The company plans to enter the EV market in 2020 with two new cars: one powered solely by battery and the other pairing an electric powertrain with a rotary engine that will be used to recharge the battery when necessary to increase the vehicle’s driving range.
Although precise technical details have not yet been revealed, the engine is expected to be a variant of the Wankel rotary engine, a design in which the four strokes of an Otto cycle piston engine occur in the space between a three-sided symmetric rotor and the inside of a housing.
The key attraction of an engine based on this design is its high power to weight ratio – a characteristic that made it popular with designers of some of the first fighter aircraft – but its wider uptake has been hampered by maintenance issues and concerns over fuel and oil consumption.

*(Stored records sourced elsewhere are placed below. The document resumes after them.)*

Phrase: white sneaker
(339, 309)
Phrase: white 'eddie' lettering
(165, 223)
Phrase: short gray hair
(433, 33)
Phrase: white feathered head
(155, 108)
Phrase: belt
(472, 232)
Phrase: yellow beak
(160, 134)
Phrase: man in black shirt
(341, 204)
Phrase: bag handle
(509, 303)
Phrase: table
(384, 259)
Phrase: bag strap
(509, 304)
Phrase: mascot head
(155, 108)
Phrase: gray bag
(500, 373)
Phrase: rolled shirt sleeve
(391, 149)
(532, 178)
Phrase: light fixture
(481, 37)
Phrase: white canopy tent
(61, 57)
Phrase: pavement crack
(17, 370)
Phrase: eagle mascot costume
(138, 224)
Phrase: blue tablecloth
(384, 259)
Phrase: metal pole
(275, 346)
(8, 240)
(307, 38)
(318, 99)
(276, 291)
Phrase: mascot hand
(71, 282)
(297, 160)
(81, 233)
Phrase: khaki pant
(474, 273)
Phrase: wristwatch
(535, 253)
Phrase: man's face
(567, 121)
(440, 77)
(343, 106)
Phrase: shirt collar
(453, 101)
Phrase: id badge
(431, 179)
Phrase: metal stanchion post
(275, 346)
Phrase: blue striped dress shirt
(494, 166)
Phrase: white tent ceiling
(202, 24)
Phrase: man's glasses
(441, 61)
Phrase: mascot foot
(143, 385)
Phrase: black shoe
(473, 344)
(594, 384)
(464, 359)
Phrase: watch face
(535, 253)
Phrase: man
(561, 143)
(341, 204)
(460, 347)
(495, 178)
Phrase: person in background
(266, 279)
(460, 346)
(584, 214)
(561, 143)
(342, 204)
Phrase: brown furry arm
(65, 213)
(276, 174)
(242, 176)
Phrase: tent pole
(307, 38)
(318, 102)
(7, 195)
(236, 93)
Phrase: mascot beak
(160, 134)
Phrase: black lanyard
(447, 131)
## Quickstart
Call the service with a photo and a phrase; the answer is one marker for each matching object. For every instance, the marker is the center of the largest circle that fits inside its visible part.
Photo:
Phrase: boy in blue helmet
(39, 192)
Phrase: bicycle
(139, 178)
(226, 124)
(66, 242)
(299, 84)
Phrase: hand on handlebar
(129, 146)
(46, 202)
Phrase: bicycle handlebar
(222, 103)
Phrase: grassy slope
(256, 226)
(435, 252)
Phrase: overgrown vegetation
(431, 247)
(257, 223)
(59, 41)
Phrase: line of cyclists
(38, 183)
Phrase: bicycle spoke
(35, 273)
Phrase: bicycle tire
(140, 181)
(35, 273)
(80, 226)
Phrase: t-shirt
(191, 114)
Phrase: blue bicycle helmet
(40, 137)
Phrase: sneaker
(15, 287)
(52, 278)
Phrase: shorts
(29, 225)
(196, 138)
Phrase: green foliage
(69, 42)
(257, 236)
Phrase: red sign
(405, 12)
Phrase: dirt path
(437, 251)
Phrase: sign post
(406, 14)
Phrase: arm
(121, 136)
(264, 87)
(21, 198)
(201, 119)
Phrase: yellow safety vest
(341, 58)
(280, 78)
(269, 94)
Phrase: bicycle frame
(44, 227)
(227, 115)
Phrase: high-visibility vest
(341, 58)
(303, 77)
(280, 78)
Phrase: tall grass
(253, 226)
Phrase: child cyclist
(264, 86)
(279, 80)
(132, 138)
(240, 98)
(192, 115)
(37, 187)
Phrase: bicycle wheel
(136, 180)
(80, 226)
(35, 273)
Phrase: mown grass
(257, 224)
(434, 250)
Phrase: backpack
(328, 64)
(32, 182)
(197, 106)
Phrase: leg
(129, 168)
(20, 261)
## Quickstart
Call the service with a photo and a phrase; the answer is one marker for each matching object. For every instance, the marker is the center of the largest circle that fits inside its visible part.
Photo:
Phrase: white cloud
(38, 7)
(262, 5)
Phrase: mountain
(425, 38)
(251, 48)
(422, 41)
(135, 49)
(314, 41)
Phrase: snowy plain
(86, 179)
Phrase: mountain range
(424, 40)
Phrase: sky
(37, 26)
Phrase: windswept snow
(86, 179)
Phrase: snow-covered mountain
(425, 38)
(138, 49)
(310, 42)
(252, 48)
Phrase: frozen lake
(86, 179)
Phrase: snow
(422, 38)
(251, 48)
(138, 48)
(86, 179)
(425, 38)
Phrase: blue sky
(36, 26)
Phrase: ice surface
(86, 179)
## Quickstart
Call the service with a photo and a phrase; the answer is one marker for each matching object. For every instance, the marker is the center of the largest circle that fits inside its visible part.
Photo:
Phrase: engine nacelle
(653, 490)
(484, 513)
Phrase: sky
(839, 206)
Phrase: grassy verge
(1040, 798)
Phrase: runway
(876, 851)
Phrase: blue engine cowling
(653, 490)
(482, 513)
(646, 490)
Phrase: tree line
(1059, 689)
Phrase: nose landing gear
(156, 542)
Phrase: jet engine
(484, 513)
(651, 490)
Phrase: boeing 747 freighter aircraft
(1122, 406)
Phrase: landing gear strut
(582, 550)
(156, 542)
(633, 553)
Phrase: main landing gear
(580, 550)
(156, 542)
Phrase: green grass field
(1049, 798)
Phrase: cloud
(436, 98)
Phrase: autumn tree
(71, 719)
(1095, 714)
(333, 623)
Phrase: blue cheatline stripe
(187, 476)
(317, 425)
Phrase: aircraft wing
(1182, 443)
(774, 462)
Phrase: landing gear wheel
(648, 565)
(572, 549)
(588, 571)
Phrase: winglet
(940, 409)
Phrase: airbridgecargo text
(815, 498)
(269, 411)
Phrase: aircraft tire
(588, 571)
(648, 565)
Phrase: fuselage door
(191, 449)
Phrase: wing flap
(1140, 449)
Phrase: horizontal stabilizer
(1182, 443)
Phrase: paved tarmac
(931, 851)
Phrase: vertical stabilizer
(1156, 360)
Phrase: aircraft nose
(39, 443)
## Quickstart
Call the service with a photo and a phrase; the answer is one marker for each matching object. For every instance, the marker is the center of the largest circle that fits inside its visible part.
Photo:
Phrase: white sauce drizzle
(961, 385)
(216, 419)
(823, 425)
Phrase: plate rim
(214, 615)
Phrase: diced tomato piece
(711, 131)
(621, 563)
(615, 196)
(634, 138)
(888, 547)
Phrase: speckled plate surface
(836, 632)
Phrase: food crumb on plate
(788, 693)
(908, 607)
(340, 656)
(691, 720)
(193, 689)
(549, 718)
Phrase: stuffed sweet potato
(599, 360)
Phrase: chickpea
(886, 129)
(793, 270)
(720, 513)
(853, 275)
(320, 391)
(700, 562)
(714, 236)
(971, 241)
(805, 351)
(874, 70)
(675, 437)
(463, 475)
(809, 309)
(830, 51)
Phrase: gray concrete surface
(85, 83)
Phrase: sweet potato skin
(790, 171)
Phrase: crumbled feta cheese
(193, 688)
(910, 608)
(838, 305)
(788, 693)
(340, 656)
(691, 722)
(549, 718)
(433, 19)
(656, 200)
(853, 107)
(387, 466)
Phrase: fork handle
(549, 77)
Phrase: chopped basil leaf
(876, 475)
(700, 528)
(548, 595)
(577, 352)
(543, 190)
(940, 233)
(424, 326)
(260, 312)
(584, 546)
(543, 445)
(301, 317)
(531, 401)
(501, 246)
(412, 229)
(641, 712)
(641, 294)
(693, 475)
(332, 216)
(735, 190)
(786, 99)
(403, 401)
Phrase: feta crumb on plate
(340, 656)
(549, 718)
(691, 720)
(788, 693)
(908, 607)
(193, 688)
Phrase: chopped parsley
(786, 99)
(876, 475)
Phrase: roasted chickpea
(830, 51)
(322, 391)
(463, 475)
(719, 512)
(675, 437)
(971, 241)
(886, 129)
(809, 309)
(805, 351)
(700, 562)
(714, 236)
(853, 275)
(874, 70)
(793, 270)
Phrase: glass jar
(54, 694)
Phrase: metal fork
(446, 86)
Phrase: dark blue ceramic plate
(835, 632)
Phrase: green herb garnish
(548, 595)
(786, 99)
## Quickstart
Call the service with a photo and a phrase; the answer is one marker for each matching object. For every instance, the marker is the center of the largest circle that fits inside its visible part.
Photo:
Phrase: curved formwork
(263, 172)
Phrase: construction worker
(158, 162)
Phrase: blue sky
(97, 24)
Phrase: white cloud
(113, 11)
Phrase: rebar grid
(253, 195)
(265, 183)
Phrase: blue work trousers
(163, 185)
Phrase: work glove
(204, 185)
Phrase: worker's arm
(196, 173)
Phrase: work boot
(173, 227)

Mazda claims that the relatively light weight and small size of a rotary engine make it ideal for a so-called shared packaging layout. It added that the engine will be able to run on liquefied petroleum gas and provide a source of electricity in emergencies.
The firm is one of a handful of car-makers to seriously develop rotary engine technology. It launched its first rotary powered vehicle – the Cosmo 110S – back in 1967, and used the technology in the RX-8 sports car until it was discontinued in 2012.
Other companies to experiment with the technology in recent years include Audi, which showcased a rotary engine range-extender on its A1 E-Tron concept car back in 2010; and Lichfield-based Advanced Innovative Engineering which, as reported by The Engineer, recently carried out the first ever demonstration of a rotary engine on a British-built car.
The latest announcement is part of Mazda’s so-called “Sustainable Zoom-Zoom 2030” project, an effort to ensure that 95 per cent of the vehicles it produces by 2030 will feature some form of electrification alongside internal combustion engines. Full electric vehicles will account for the remaining 5 per cent.